Como solía pasar con estas sociedades, el Casino de Cartagena tuvo multitud de reformas para ir adaptándose al número de socios y, sobre todo, a la economía que tenía gracias a las cuotas de los socios y mecenas que contribuían en la mejora de las instalaciones. En un momento de su historia debía competir con el Ateneo, el Círculo Literario, Círculo Militar y otras instituciones de ocio que surgían en la ciudad. Lugares donde la burguesía local se pavoneaba casi en un desfile de ostentación.
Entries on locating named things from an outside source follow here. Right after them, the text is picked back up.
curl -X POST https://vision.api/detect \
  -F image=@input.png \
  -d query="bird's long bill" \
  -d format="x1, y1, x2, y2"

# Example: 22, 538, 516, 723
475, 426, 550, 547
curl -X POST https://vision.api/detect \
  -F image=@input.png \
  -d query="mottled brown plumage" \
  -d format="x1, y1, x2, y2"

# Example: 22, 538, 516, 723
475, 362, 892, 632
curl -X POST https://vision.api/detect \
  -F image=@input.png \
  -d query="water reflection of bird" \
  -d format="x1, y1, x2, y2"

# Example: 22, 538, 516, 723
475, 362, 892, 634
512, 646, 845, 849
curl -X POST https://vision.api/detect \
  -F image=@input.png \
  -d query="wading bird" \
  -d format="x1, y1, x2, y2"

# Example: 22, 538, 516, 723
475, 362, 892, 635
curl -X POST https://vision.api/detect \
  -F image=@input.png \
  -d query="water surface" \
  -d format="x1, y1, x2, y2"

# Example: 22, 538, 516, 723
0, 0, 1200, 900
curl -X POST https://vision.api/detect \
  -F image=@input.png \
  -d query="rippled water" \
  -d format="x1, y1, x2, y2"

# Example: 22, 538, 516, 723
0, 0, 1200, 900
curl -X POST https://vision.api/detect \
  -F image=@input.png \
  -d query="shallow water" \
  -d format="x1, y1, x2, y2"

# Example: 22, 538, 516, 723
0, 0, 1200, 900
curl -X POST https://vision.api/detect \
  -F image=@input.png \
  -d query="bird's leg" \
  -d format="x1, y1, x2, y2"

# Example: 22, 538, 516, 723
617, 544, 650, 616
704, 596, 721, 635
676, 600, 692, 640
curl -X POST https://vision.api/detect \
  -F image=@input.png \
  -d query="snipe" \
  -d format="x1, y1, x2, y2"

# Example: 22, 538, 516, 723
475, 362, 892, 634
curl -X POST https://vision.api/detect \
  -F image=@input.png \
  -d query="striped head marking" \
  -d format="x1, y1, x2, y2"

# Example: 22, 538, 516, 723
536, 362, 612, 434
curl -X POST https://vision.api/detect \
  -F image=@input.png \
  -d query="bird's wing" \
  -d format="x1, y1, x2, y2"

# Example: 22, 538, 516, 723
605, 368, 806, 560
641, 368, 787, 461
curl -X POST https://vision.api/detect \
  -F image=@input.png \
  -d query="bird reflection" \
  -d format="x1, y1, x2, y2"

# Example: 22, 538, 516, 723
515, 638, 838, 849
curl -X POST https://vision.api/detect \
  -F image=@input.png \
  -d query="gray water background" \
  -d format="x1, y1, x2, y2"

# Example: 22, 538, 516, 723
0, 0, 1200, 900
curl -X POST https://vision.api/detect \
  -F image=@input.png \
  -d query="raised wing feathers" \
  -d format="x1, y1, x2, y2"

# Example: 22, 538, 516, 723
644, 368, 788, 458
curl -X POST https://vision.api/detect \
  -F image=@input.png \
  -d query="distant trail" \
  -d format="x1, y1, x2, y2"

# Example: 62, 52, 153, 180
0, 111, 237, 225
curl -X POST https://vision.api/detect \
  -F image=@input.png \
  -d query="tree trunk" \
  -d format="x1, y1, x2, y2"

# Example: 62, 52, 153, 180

Una de las reformas más importantes las realizó el arquitecto Víctor Beltrí, donde le impuso el estilo modernista imperante en la época. Toda la documentación del Casino se quemó en la Guerra Civil, por lo que no es posible identificar qué partes realizó Beltrí u otros arquitectos, como Francisco de Paula Oliver, que también realizó algunas modificaciones.

En la fotografía podemos ver la parte superior de la caja de escalera con una magnífica rejería modernista. Las paredes tienen una decoración modernista con inspiraciones barrocas mezcladas con motivos geométricos, muy en la línea al movimiento de la sezession vienesa. Toda la caja de escalera fue decorada por los hemanos madrileños Amaré, que también trabajaron en el Palacio de Aguirre.